Results were released Friday from the 2011-12 Pennsylvania System of School Assessment tests which determine whether students in third through eighth grade and 11th grade are performing at grade level. Officials said unprecedented security measures were put in place for the administration of the tests following the cheating allegations.
The paper said student performance on the tests got worse in the district, not better, for the first time in a decade. Fewer than half of all city public school students were reading on grade level, and only half could do math on grade level. Scores were down in every tested grade, with bigger drops in the lower grades.
The number of city schools that met state standards plummeted 68 percent, with just 33 of the district's 239 schools hitting their mark, down from 102 of 249 last year. And almost half of the schools that made "Adequate Yearly Progress" under the federal No Child Left Behind law are special-admissions schools able to select only academically talented students, the paper said.

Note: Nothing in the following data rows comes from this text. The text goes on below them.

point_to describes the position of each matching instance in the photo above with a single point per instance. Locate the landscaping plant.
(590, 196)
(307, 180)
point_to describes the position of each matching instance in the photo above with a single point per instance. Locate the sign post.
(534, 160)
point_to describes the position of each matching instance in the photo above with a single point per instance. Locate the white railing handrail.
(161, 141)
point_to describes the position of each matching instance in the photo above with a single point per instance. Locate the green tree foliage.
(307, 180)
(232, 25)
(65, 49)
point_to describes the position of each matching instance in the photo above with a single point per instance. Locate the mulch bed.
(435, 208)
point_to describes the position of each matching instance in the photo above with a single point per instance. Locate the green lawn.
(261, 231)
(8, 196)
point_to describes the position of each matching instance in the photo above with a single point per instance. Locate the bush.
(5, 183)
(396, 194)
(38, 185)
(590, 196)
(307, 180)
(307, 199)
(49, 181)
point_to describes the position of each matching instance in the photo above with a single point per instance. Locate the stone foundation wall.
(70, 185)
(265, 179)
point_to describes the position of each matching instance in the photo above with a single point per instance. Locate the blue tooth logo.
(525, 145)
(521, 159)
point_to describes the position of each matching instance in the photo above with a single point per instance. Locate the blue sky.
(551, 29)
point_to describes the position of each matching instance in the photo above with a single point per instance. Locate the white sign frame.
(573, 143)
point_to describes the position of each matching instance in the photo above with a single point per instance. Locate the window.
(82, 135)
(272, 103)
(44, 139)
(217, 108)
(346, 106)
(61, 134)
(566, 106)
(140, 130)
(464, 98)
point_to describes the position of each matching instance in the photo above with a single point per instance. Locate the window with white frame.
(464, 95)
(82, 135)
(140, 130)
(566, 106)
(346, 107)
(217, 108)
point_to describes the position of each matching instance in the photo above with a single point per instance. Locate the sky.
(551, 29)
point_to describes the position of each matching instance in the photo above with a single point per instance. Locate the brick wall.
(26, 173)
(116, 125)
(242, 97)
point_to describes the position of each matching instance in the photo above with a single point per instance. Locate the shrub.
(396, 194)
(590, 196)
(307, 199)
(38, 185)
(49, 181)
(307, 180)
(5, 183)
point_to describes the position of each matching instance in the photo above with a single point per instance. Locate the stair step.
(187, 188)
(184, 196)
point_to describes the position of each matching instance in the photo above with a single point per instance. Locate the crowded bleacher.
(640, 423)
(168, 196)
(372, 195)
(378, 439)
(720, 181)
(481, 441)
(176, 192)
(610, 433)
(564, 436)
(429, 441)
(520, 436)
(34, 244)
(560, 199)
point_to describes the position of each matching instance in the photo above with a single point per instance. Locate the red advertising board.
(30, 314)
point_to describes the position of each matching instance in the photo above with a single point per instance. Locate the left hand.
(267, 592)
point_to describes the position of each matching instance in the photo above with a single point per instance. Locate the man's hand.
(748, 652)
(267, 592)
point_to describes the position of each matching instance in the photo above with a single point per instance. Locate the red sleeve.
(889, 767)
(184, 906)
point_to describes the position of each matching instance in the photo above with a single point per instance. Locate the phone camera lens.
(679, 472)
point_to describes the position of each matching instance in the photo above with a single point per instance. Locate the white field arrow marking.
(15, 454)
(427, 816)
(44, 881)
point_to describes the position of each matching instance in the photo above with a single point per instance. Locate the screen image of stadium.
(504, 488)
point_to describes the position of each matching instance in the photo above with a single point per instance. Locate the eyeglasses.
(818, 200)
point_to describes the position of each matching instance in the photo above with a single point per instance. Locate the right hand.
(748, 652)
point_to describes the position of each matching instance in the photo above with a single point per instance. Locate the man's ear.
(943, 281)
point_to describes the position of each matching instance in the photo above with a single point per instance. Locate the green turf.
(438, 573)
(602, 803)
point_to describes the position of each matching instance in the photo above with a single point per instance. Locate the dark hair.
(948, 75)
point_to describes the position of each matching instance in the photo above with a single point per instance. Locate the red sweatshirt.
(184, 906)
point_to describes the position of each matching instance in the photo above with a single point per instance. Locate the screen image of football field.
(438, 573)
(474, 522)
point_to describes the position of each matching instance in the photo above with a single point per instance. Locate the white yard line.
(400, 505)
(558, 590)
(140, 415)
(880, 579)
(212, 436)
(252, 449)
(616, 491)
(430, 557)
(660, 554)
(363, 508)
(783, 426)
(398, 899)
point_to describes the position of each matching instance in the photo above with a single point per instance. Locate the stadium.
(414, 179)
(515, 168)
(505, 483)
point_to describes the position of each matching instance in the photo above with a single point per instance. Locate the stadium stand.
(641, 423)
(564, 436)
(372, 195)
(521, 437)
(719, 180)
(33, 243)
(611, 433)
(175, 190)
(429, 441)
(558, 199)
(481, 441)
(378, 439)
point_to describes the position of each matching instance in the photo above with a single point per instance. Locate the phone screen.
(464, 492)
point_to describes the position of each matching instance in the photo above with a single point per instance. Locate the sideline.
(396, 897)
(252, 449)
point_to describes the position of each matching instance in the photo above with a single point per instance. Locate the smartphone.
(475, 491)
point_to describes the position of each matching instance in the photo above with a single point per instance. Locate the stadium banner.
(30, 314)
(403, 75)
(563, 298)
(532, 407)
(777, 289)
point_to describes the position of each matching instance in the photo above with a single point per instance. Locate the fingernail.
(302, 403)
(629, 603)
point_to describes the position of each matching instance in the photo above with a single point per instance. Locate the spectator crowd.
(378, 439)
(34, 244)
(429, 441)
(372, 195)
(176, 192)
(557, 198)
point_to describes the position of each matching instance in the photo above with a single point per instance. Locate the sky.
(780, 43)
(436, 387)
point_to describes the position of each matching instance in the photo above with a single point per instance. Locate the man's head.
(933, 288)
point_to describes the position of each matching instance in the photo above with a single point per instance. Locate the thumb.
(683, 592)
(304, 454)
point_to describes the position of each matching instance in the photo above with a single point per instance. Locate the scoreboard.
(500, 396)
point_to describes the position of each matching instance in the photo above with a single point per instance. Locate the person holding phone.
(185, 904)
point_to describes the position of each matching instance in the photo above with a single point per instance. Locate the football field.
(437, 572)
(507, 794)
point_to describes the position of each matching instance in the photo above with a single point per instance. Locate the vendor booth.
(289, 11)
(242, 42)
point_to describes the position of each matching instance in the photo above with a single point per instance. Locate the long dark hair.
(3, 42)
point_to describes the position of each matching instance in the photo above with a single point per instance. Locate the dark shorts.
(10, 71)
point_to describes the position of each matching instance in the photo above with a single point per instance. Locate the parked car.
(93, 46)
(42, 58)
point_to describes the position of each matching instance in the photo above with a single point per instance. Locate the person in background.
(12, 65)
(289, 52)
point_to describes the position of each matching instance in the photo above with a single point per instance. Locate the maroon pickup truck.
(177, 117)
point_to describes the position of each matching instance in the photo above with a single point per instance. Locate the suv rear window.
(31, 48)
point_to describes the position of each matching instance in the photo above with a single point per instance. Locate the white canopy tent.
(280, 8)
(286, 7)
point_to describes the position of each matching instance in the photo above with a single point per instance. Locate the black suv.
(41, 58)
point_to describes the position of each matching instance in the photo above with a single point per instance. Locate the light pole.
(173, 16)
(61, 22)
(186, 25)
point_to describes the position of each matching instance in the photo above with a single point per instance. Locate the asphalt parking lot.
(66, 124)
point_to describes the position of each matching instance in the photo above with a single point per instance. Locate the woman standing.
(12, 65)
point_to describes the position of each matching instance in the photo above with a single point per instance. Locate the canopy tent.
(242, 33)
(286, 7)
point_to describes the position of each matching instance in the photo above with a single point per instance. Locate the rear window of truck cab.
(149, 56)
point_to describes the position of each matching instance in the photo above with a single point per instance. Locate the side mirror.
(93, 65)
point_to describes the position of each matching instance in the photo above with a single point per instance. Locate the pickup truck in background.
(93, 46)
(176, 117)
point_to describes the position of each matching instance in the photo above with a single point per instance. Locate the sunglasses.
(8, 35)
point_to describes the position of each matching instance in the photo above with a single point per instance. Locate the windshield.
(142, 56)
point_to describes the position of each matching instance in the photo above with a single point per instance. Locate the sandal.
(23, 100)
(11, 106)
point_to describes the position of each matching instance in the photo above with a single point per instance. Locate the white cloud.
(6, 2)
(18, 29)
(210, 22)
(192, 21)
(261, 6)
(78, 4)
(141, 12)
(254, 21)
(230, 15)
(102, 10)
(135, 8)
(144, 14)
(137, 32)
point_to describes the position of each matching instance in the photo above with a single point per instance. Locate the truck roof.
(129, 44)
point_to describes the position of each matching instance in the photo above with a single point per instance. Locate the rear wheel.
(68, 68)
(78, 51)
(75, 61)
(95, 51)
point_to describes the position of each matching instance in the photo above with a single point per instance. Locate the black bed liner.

The Philadelphia district's new superintendent, William R. Hite Jr., said "some of these results raise immediate alarm, obvious alarm. There have been such dramatic drops from one year to the next."
Former superintendent Arlene Ackerman said she was "saddened" to hear of the test-score drops. But she told the paper in an email that millions were invested in teachers, counselors and school support services during her tenure and much of that had been cut, so she wasn't surprised that student achievement had dropped.
The investigation into alleged cheating stems from a 2009 report. Of the 48 school districts and charter schools targeted initially, 30 were cleared of wrongdoing. Investigations of nine others have been closed or scaled back to monitoring by the state.